Banjir bandang di Jember, menurut Muzammil, adalah banjir terburuk selama 50 tahun terakhir. ”Itu terjadi karena banyaknya penebangan liar di hutan Pegunungan Argopuro,” kata Muzammil. Dia mencatat, sejak akhir 1990-an, pembalakan liar adalah hal biasa di sana. Warga menyebut pembalakan liar sebagai pramuka, singkatan dari ”praoto (truk) muat kayu”.
Kecurigaan Muzammil ini sama dengan apa yang dikatakan Ketua DPRD Kabupaten Jember H.M. Madini Faruq. Menurut dia, dinas dan instansi terkait terlalu mudah mengeluarkan izin penebangan hutan. Sinyalemen itu klop dengan data penyusutan luas hutan lindung di Kabupaten Jember.
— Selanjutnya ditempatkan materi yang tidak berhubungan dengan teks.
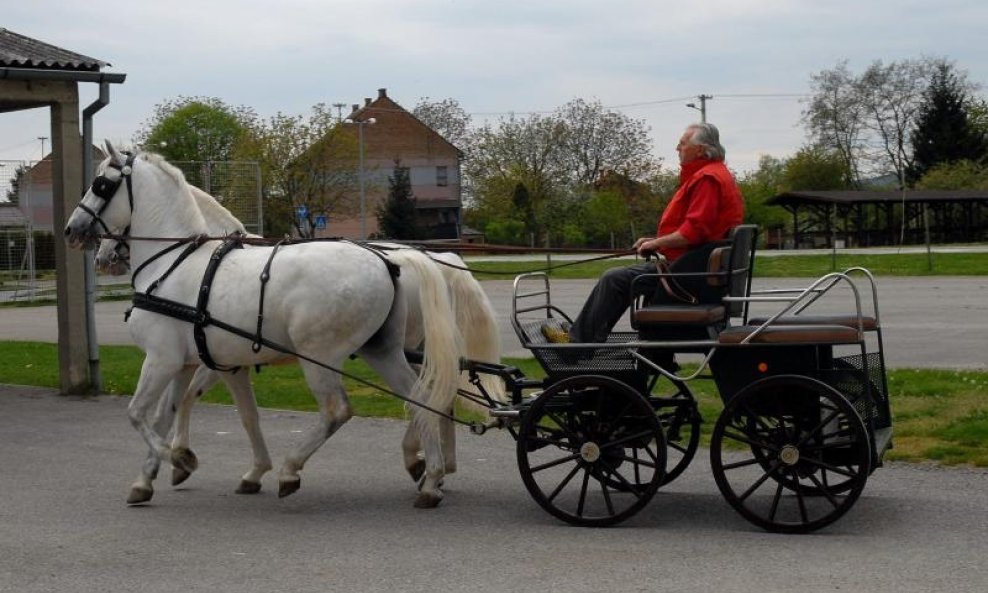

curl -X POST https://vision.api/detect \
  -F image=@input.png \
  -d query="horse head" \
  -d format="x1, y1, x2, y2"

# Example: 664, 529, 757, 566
65, 141, 134, 249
Pada 2001, luasnya 45.471 hektare, namun tiga tahun kemudian hanya 28.360 hektare.
Hutan yang tersisa kini dikelola oleh aneka instansi, yakni Perum Perhutani, Balai Konservasi Sumber Daya Alam (BKSDA) Wilayah II Jawa Timur, Perusahaan Daerah Perkebunan, Kodam Brawijaya, dan masyarakat.
Kondisi hutan-hutan itu juga mulai bikin cemas. Menurut Menteri Kehutanan Ka’ban, kerusakan seperti itu hampir terjadi di semua gunung di Jawa. Banyak hutan di lereng-lereng yang kini beralih menjadi kebun dan ladang (lihat Petaka di Balik Kebun Kopi). ”Bila ada curah hujan yang tinggi, seperti di Jember hujan selama tiga hari, tanah tak akan mampu menampung air, dan akhirnya banjir,” katanya.
Berkenaan dengan bencana di berbagai daerah ini, BMG sebenarnya sudah mengirimkan peringatan ke daerah-daerah. ”Tiap tahun, menjelang musim hujan, BMG menginformasikan (daerah rawan bencana),” kata Sri Woro B. Harijono, Kepala BMG, kepada wartawan, Jumat lalu. Namun, agaknya banyak pejabat yang tenang-tenang saja.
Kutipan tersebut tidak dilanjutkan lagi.